References and Recommended Reading

Barabási, A. L. & Oltvai, Z. N. Network biology: Understanding the cell's functional organization. Nature Reviews Genetics 5, 101–113 (2004) doi:10.1038/nrg1272.

Cases, I. & de Lorenzo, V. Promoters in the environment: Transcriptional regulation in its natural context. Nature Reviews Microbiology 3, 105–118 (2005) doi:10.1038/nrmicro1084.

Freyre-González, J. A. et al.
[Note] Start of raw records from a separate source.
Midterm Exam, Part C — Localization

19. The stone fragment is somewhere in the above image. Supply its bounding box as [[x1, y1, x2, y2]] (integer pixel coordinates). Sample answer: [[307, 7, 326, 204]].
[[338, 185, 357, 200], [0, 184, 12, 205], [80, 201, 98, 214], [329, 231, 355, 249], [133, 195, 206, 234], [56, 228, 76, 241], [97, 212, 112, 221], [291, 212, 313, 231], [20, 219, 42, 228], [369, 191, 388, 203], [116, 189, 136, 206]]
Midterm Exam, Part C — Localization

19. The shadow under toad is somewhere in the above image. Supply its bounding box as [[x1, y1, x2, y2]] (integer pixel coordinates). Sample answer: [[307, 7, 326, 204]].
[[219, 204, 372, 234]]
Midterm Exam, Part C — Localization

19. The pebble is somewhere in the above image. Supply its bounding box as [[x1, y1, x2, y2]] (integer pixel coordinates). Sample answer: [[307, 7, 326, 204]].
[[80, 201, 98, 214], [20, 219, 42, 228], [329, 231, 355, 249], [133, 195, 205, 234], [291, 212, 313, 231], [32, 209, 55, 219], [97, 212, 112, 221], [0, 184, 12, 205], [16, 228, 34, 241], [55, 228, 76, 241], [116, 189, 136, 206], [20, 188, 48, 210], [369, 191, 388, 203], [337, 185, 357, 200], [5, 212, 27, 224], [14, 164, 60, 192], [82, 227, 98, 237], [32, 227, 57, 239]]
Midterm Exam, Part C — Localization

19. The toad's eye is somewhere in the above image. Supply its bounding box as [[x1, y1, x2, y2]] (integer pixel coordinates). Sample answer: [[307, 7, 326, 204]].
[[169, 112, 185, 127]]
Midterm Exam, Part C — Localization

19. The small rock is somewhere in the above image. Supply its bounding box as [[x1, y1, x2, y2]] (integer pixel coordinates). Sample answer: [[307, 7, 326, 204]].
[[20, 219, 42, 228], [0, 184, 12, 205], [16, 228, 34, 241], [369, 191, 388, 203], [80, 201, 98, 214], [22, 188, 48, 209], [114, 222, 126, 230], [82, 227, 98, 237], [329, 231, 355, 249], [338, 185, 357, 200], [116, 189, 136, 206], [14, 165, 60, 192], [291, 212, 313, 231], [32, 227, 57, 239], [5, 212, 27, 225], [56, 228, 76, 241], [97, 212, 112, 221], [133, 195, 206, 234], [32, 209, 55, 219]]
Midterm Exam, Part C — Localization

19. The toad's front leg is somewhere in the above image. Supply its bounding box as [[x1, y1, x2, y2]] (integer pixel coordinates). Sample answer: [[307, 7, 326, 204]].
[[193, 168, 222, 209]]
Functional architecture of Escherichia coli: New insights provided by a natural decomposition approach. Genome Biology 9, R154 (2008) doi:10.1186/gb-2008-9-10-r154.

Gottesman, S. Bacterial regulation: global regulatory networks. Annual Review of Genetics 18, 415–441 (1984) doi:10.1146/annurev.ge.18.120184.002215.

Hartwell, L. H. et al. From molecular to modular cell biology. Nature 402, C47–C52 (1999) doi:10.1038/35011540.

Jacob, F. & Monod, J. Genetic regulatory mechanisms in the synthesis of proteins. Journal of Molecular Biology 3, 318–356 (1961) doi:10.1016/S0022-2836(61)80072-7.

Maas, W. K. & Clark, A. J. Studies on the mechanism of repression of arginine biosynthesis in Escherichia coli. II. Dominance of repressibility in diploids. Journal of Molecular Biology 8, 365–370 (1964) doi:10.1016/S0022-2836(64)80200-X.

Salgado, H. et al. RegulonDB (version 5.0): Escherichia coli K-12 transcriptional regulatory network, operon organization, and growth conditions. Nucleic Acids Research 34, D394–D397 (2006) doi:10.1093/nar/gkj156.

Timmis, K. N. & Pieper, D. H. Bacteria designed for bioremediation. Trends in Biotechnology 17, 200–204 (1999) doi:10.1016/S0167-7799(98)01295-5.